Pelaku UMKM respons positif kebijakan yang menurunkan nilai batas ekspor

JAKARTA. Terhitung mulai 30 Januari 2020 mendatang, pemerintah melalui Direktorat Jenderal Bea dan Cukai (DJBC) akan menetapkan ketentuan baru terkait ambang batas nilai pembebasan bea masuk dan pajak barang impor.

Beleid tersebut tertuang dalam Peraturan Menteri Keuangan (PMK) Nomor 199 Tahun 2019 tentang Ketentuan Kepabeanan, Cukai, dan Pajak Atas Impor Barang Kiriman.

Ketua Asosiasi Usaha UMKM Indonesia (Akumindo) M. Ikhsan Ingratubun mengatakan, pihaknya menyambut baik adanya aturan tersebut. Apalagi kebijakan ini dibuat agar usaha mikro, kecil dan menengah (UMKM) dalam negeri mampu bersaing dengan produk luar.

“Asosiasi UMKM menyambut baik, walaupun kebijakan itu agak terlambat,” ujar Ikhsan kepada Kontan.co.id, Selasa (14/1).

Pasalnya menurut Ikhsan, saat ini produk impor dengan harga di bawah US$ 75 telah membanjiri pasar Indonesia. Untuk itu, Ia mengimbau agar para pelaku usaha UMKM harus mulai bersiap untuk memproduksi barang yang serupa dengan barang impor yang telah membanjiri pasar Indonesia.

Namun, jika ditanya apakah sektor UMKM Indonesia telah mampu bersaing dengan barang-barang impor tadi, jawabannya tentu saja belum. Selain akan membutuhkan banyak waktu bagi sektor UMKM untuk dapat bersaing, ada beberapa hal yang yang juga dibutuhkan oleh pelaku usaha di sektor ini.

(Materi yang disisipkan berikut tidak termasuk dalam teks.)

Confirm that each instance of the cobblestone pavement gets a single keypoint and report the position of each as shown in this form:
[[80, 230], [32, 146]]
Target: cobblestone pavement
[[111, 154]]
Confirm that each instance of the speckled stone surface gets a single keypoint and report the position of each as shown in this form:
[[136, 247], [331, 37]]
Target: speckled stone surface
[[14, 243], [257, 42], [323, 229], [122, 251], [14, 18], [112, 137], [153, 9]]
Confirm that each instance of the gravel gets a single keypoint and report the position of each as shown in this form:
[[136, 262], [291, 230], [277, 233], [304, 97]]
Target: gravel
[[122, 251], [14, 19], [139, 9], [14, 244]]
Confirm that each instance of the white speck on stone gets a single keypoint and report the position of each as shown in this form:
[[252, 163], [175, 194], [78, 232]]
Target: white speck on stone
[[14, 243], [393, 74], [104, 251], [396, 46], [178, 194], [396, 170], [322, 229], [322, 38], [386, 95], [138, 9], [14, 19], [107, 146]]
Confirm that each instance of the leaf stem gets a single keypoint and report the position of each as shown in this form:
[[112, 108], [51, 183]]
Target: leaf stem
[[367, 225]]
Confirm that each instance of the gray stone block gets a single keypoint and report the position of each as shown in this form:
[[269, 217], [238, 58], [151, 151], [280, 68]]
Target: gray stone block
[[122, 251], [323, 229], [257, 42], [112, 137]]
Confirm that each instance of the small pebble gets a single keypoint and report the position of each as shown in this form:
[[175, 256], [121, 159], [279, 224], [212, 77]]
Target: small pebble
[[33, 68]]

Pertama, yaitu Undang-Undang Pemberdayaan UMKM. Kedua, mengenai pemberian modal kerja. Pasalnya, hampir setiap sektor UMKM yang saat ini dibanjiri oleh produk impor, mengalami kebangkrutan karena tidak mampu membayar utang.

Mengenai pemberian modal kerja, menurut Ikhsan pemberian modal ini bisa diberikan oleh pemerintah atau bank dan diatur di dalam UU Pemberdayaan UMKM. Ikhsan mencontohkan, cara lain untuk memberdayakan UMKM juga dapat dilakukan dengan mengubah Undang-Undang Lembaga Pengelola Dana Bergulir (LPDB) atau Permodalan Nasional Madani (PNM) menjadi seperti semula.

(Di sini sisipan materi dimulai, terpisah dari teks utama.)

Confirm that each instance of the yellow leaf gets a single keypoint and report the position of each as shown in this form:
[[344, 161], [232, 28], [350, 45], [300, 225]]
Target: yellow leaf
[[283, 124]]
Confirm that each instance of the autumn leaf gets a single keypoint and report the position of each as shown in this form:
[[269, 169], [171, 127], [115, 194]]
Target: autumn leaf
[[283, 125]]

Jika pemerintah tidak melakukan perubahan kebijakan, Ikhsan khawatir nantinya penurunan ambang batas nilai pembebasan bea masuk dan pajak barang impor ini tidak akan berdampak pada sektor UMKM. Bahkan, kemungkinan terburuk sektor UMKM tidak mampu bersaing.

“Kalau tidak mampu bersaing kan sama saja. Walaupun diturunkan harganya menjadi US$ 3, tapi UMKM Indonesia mampu atau tidak memproduksi barang-barang yang sama seperti itu?,” tandas Ikhsan.Ia juga menuturkan, setidaknya butuh waktu paling lambat sekitar 2 tahun untuk sektor UMKM dapat bersaing dengan produk luar. Namun tentu saja harus dibarengi dengan perubahan kebijakan oleh pemerintah, seperti kebijakan terkait pembelian barang dan jasa.

“Nah itu juga harus juga dibarengi dengan kebijakan-kebijakan tersebut. Jadi produk-produk UKM Indonesia itu harus dibeli,” kata Ikhsan.

Seperti yang diketahui, pemerintah menurunkan batasan nilai pembebasan bea masuk atas barang kiriman dari semula US$ 75 menjadi US$ 3. Namun, pungutan pajak dalam rangka impor (PDRI) berlaku normal atau tetap.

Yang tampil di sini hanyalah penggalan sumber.